Among council members, Danny Thomas and Beverly Griffith have questioned the deal most vociferously. Last week Thomas produced a list of 23 questions on matters ranging from construction costs to continuity of family planning education. Although city staff was able to answer most of the questions, the total cost of the build-out remains indefinite, they said, because plans are not complete. Thus far, the city has relied upon cost estimates provided by a hired consultant -- more precise numbers will supposedly be provided after council approves the lease amendment.
Griffith has insisted that the city consider several alternatives to the hospital-within-a-hospital -- including the city taking over Brack's second floor, a functional, operating maternity unit. City staff has explored that option, but not as thoroughly as its own proposal. While describing Seton's indigent care as "devoted and skillful," Griffith last week asked the city auditor's office for a financial profit-loss statement and a list of prices for services at Brack. "It's real important to sit down with Seton -- as partners -- with the operating statements and see what the facts are," she said. "That will dispel any misunderstanding about how the cash flows, and doesn't, and from where."
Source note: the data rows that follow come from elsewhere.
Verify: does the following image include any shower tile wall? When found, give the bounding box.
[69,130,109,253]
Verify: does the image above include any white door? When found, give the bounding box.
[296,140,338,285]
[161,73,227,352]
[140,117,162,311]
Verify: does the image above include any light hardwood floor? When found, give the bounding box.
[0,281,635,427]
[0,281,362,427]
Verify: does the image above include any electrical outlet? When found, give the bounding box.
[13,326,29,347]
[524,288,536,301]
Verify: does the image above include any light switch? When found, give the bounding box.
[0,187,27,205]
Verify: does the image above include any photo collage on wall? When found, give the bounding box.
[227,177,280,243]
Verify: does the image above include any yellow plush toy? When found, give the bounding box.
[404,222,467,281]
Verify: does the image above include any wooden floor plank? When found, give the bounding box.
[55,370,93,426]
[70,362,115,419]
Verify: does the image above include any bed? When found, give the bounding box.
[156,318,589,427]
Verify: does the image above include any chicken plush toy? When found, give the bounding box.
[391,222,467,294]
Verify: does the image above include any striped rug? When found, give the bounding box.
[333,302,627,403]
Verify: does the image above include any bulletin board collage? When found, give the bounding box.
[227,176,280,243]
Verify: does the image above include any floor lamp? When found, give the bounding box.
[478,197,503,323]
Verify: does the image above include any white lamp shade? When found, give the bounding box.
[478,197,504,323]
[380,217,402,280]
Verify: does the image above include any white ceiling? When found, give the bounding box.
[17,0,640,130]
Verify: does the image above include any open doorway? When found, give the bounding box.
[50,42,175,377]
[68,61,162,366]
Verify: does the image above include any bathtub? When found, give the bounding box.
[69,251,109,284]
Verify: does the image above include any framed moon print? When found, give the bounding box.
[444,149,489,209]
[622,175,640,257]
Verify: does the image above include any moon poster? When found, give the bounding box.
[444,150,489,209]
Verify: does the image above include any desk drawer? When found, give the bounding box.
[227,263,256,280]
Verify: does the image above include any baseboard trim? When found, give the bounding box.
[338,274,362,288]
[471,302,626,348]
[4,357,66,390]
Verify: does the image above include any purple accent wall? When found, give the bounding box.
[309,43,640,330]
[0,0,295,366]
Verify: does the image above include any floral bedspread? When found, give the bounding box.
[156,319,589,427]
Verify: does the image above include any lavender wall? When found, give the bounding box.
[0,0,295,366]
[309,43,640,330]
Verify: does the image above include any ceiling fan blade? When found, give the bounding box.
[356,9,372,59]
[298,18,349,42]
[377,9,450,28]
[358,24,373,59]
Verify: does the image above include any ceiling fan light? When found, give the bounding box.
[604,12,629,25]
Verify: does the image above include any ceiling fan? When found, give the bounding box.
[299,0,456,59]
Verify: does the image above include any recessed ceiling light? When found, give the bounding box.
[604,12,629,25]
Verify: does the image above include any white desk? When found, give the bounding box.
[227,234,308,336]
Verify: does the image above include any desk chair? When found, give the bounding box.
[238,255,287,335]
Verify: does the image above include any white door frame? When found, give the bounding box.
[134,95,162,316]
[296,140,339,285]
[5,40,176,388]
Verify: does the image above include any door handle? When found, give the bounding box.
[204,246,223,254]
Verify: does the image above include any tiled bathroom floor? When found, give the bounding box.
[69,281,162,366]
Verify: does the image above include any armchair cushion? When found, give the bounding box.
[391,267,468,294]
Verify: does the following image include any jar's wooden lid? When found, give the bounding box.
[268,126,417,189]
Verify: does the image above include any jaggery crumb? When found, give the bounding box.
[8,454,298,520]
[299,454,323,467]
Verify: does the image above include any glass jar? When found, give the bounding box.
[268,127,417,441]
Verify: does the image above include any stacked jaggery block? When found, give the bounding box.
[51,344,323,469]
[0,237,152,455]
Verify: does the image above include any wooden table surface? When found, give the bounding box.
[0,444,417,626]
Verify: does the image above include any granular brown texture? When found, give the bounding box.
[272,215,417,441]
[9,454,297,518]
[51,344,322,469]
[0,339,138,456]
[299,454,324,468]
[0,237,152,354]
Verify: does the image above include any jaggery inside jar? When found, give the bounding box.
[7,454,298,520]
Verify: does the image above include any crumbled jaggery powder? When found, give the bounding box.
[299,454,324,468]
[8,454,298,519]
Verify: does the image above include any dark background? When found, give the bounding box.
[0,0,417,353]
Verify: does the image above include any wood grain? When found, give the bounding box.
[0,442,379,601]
But Seton executives told the auditors that Seton doesn't itemize services. Young explains that hospital financial accounting presents unique complexities that make achieving precision difficult. "It's not a simple task to say, 'this is how much it costs to do a single service,' because services aren't delivered that way," she said. "If a mom delivered a baby, she may start out in labor, then go to surgery for a C-section while the baby goes to the NICU [Neonatal Intensive Care Unit]. It's hard to say what it costs to provide all of those services."
According to city data, two-thirds of patients who deliver babies at Brack pass through the clinic system, and 75% of the 3,600 annual deliveries are paid for by Medicaid. "We're dealing with low-income women who have very few choices," said Brand, the BHOC chair. "I hope our patients will continue to have choices."